The proportion of identified and missed veterinary cases is displayed across three intervals: day 0 (when the clinical case was reported), spanning day 0 to −3 days, and spanning day 0 to −6 days.
Figure 5 displays the categories of TP clinical issues identified by model 2 across the three locations on day 0. The naming conventions for clinical cases varied among the institutions depending on their available clinical records. A clinical category was included only if it encompassed at least three documented cases. The algorithm successfully detected 93% of found-dead cases at EPFL (71 total cases), 85% at Rutgers (13 total cases), and 100% at Sanofi (3 total cases). The small share of missed fatal cases at Rutgers and EPFL affected group-housed mice. Since the current technology does not permit individual tracking of animal movement, it likely lacks the sensitivity needed to achieve 100% detection of spontaneous deaths. At Rutgers, the algorithm achieved perfect accuracy in identifying hunched posture, eye problems, and weight loss. Detection rates exceeding 80% were also recorded for health impairment, neurological disorders, and hyperactivity at EPFL, as well as for ruffled fur and tumors or ulcers at Sanofi. The lowest detection rates were noted for injuries at EPFL (73%) and for fighting and skin conditions at Rutgers (62% and 57%, respectively).

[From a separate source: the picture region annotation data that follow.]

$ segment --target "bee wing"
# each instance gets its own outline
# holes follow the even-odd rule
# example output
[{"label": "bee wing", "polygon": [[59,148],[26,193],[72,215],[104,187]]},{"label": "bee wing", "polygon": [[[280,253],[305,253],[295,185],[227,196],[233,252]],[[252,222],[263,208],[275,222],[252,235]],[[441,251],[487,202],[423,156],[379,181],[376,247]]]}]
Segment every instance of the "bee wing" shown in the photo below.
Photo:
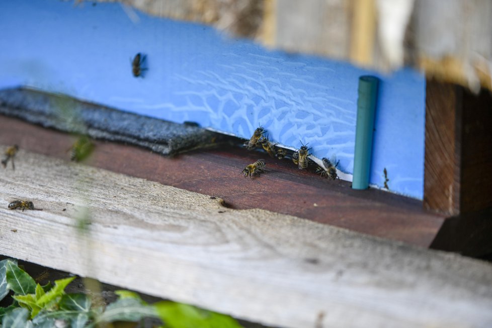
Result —
[{"label": "bee wing", "polygon": [[333,154],[330,156],[330,161],[332,162],[332,165],[337,166],[337,155]]}]

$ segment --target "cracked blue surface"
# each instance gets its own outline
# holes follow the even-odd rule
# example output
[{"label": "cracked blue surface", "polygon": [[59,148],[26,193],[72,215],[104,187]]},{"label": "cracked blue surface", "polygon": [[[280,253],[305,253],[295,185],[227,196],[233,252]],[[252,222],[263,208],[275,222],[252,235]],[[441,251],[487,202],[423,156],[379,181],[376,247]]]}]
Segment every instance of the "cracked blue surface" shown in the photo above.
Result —
[{"label": "cracked blue surface", "polygon": [[[409,69],[384,76],[348,63],[266,50],[200,24],[122,6],[55,0],[0,3],[0,88],[27,86],[122,110],[270,137],[353,166],[359,76],[381,78],[371,183],[386,168],[393,191],[423,194],[425,82]],[[7,31],[9,31],[8,32]],[[147,55],[145,77],[130,60]]]}]

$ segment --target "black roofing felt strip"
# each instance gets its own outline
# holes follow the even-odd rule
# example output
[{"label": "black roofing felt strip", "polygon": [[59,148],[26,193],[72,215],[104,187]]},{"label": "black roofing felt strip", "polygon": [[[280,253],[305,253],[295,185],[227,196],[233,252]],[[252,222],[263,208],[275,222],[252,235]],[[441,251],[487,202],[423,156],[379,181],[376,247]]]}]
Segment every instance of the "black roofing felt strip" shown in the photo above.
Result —
[{"label": "black roofing felt strip", "polygon": [[230,138],[192,124],[24,88],[0,90],[0,114],[46,128],[144,147],[165,155],[213,146]]}]

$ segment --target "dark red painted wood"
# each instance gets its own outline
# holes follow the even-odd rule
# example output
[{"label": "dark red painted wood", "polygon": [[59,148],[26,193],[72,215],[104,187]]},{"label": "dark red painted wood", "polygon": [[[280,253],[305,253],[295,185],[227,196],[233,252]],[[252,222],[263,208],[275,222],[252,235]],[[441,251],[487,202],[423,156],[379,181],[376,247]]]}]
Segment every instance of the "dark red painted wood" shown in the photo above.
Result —
[{"label": "dark red painted wood", "polygon": [[[0,143],[69,160],[75,137],[0,116]],[[133,146],[98,141],[90,165],[223,198],[226,206],[263,208],[375,236],[428,247],[445,217],[423,210],[422,202],[376,190],[353,190],[299,170],[290,160],[239,147],[195,151],[174,158]],[[260,158],[261,177],[241,171]],[[22,157],[16,158],[21,161]]]}]

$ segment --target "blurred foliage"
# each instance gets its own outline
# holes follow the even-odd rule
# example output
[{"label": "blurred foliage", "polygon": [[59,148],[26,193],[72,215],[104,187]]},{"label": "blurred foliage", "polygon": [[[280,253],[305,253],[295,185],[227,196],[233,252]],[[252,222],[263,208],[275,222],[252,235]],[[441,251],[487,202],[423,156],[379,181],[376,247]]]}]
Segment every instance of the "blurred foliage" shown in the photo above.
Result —
[{"label": "blurred foliage", "polygon": [[140,322],[145,318],[160,319],[161,328],[240,328],[232,317],[171,301],[148,304],[137,293],[118,290],[115,302],[97,305],[82,293],[66,293],[74,279],[55,280],[54,285],[37,284],[15,260],[0,261],[0,301],[13,293],[12,304],[0,307],[4,328],[66,326],[105,327],[111,322]]}]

The percentage of identified cases for each veterinary case category is shown from day 0 to −6 days using ensemble model 2.
To evaluate the algorithm’s ability to catch subclinical cases within the TP subset, we extended the analysis window to −3 and −6 days. Figure 6 illustrates when the algorithm first flagged anomalous behavior. Generally, initial anomaly detections occurred between days −3 and −6, pointing to an early warning signal of the clinical issue. At EPFL and Sanofi, TP detection ranged from 59% to 100% depending on the clinical category during days −3 to −6. At Rutgers, certain TP cases involving skin issues (43%), fighting (38%), and eye-related problems (67%) went undetected on earlier days. Early stages of these conditions may not have yet altered the locomotor activity of the mice, which could explain why the algorithm failed to pick them up.

The percentage of veterinary cases where ensemble model 2 generated its first detection is shown for day 0, between days −1 and −2, and between days −3 and −6.